TREY HEDRICK
Hailing from the rolling hills of southeastern Ohio, near the West Virginia border, Trey Hedrick is a singer-songwriter and multi-instrumentalist who crafts songs steeped in Appalachian tradition and sharpened by a modern sense of place. Raised in a proud, working-class family where music was as natural as breathing, Trey grew up surrounded by song. His grandfather—a retired coal miner—was a respected local musician, and his father and extended family carried on the musical heritage in their own way. The rhythms of rural life, the ache of generational memory, and the pull of the hills never left him.
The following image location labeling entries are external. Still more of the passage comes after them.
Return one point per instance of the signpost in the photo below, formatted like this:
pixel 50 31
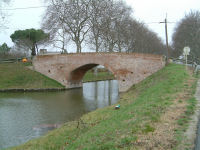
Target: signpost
pixel 186 51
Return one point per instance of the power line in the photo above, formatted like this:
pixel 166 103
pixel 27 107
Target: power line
pixel 23 8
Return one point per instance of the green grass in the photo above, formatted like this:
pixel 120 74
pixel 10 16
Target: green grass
pixel 18 76
pixel 107 128
pixel 104 75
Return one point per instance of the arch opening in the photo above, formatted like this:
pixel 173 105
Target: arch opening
pixel 90 72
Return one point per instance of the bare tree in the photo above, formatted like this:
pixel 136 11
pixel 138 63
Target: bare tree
pixel 187 33
pixel 3 13
pixel 52 24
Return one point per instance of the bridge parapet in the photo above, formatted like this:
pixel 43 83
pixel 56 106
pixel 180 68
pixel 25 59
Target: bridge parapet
pixel 69 69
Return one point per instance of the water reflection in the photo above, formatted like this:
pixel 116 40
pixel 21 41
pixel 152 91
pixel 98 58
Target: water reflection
pixel 24 116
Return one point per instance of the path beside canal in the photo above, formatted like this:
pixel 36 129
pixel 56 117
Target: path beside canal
pixel 194 129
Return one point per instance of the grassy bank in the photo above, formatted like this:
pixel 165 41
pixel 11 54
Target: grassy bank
pixel 18 76
pixel 153 115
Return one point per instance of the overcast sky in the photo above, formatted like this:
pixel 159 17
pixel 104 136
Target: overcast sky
pixel 148 11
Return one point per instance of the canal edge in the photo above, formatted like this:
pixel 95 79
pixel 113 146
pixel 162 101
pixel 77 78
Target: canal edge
pixel 194 125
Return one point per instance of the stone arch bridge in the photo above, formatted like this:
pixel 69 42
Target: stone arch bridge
pixel 69 69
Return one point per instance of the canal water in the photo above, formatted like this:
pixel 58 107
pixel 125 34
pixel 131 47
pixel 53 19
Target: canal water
pixel 24 116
Trey has played music his entire life—cutting his teeth on acoustic guitar and mandolin and learning to sing harmony in church and around the kitchen table with his family. He developed a deep love for flatpicking early on, drawn to the drive and precision of players like Clarence White, Tony Rice, and Doc Watson. But his influences run wide, shaped as much by bluegrass legends like Ralph Stanley and Tim O’Brien as by soul icons such as Aretha Franklin and Bobby Bland. That blend of grit and grace gave Trey a voice that doesn’t quite fit in a box—something familiar, but unmistakably his.
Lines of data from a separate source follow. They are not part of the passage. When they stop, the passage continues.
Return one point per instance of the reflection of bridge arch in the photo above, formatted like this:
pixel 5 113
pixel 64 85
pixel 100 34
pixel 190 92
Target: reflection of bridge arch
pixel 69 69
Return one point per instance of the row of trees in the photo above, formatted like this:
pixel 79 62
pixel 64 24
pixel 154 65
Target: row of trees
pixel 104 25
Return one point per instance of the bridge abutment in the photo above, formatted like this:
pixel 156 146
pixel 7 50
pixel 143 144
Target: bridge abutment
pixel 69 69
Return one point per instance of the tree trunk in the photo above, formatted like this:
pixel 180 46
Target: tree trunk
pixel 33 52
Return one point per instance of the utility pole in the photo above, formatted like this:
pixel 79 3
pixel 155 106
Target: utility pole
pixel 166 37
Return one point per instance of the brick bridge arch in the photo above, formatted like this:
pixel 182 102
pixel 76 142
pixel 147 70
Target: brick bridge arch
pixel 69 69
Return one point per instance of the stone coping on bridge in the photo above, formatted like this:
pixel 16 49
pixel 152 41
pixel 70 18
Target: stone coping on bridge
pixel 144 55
Though he only began writing and singing his own songs in late 2024, Trey has quickly made a name for himself across Central and Southern Ohio and West Virginia, earning a reputation for raw, heartfelt performances and selling out shows in towns like Athens and Jackson—not far from where he was raised.
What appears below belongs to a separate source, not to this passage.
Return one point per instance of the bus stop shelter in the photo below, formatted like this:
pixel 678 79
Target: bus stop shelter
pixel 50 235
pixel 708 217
Sonically, his music blends the grit of Americana with the lilt of bluegrass, anchored by vocals that are clear and haunting, with a warmth that draws you in and a restlessness that keeps you listening. His songs are rooted in lived experience—real people, real places, and real reckonings. There’s a reverence for the land and its legacy, but also a raw honesty about what it means to carry that weight.
In May 2025, Trey recorded his debut album with Grammy-winning producer and engineer Sean Sullivan (Sturgill Simpson, Tyler Childers, John Prine) at the Tractor Shed in Nashville, Tennessee. The album—set for release later this year—marks a powerful entry into the national Americana scene, delivering stories that are both deeply personal and widely resonant.
His songs won’t chase trends—they stand where they were made: rugged, honest, and reckoning with where he’s from and who he’s becoming.